All this may be about to change. The News’ Ken Lovett reports today that Senate Democrats are introducing comprehensive reform legislation. Sponsored by Democratic Minority Leader Andrea Stewart-Cousins and Sen. Brad Hoylman of Manhattan, it would eliminate the criminal and civil statute of limitations for child sexual abuse crimes; create a one-year window in which individuals can bring civil claims against institutions that enabled or protected predators in the past, and treat public and private institutions identically, by carving out an exception to the idiotic 90-day notice of claims provision.
The Democrats may be in the Senate’s minority, but they are calling the bluff of their colleagues on the other side of the aisle — and of their fellow partisans in the other legislative house.
John Flanagan and fellow Senate Republicans, who have harped upon the notice of claims rule, must now decide whether to block or support a bill that does away with it. And Carl Heastie and Assembly Democrats, who protect that provision, must explain why they don’t have the guts to do what their allies in the other chamber are ready to.
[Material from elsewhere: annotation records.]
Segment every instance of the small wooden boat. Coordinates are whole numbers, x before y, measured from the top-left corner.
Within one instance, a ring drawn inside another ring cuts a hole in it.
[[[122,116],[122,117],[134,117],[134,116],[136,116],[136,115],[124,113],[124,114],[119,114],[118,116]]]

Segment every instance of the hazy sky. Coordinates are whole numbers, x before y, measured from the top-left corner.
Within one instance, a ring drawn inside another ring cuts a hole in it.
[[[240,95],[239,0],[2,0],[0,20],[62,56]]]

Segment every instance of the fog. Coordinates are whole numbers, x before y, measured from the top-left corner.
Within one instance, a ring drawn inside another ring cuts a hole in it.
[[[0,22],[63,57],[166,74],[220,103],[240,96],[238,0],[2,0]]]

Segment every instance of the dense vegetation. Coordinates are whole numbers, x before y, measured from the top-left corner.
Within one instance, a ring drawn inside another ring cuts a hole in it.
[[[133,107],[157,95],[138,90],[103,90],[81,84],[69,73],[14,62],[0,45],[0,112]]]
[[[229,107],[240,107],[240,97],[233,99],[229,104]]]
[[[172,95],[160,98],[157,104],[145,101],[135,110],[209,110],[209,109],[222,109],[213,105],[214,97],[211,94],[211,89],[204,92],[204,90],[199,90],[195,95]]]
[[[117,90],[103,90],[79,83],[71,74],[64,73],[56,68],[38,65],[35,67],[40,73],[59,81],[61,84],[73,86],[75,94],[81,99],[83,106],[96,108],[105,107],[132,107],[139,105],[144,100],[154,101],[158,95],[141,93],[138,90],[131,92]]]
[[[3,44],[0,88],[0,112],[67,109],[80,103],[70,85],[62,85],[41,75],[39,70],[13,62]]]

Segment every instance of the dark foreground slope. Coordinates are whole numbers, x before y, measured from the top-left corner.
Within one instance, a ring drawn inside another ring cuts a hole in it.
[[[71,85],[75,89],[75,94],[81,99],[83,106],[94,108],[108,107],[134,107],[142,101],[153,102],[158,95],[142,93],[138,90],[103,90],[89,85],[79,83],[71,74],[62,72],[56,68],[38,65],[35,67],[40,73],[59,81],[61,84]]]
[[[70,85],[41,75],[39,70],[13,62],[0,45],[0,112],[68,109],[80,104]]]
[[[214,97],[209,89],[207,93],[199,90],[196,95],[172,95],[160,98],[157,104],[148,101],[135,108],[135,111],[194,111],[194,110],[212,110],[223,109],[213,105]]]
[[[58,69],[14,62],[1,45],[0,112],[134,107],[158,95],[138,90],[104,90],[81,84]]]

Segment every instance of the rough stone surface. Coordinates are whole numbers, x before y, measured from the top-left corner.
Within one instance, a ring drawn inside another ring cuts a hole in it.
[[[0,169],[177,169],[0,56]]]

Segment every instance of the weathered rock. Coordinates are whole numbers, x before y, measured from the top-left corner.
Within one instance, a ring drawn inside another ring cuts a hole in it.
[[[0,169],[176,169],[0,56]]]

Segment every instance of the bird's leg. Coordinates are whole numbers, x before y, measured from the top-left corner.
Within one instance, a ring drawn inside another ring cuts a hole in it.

There’s one more reason for the Assembly to be embarrassed into action. As The News reported Saturday, a letter sent to the judge in former Assembly Speaker Shelly Silver’s sentencing reveals why a statute of limitations reform bill that Democrats once repeatedly passed may have suddenly gotten bottled up starting in 2009.
That was when Patricia Lynch — a top Albany lobbyist and Silver’s former chief of staff — took on the Catholic Church as a client. The Assembly reform bill never came to the floor again.
Redemption doesn’t come around often in Albany. Heastie and Flanagan should count themselves lucky — and seize the moment.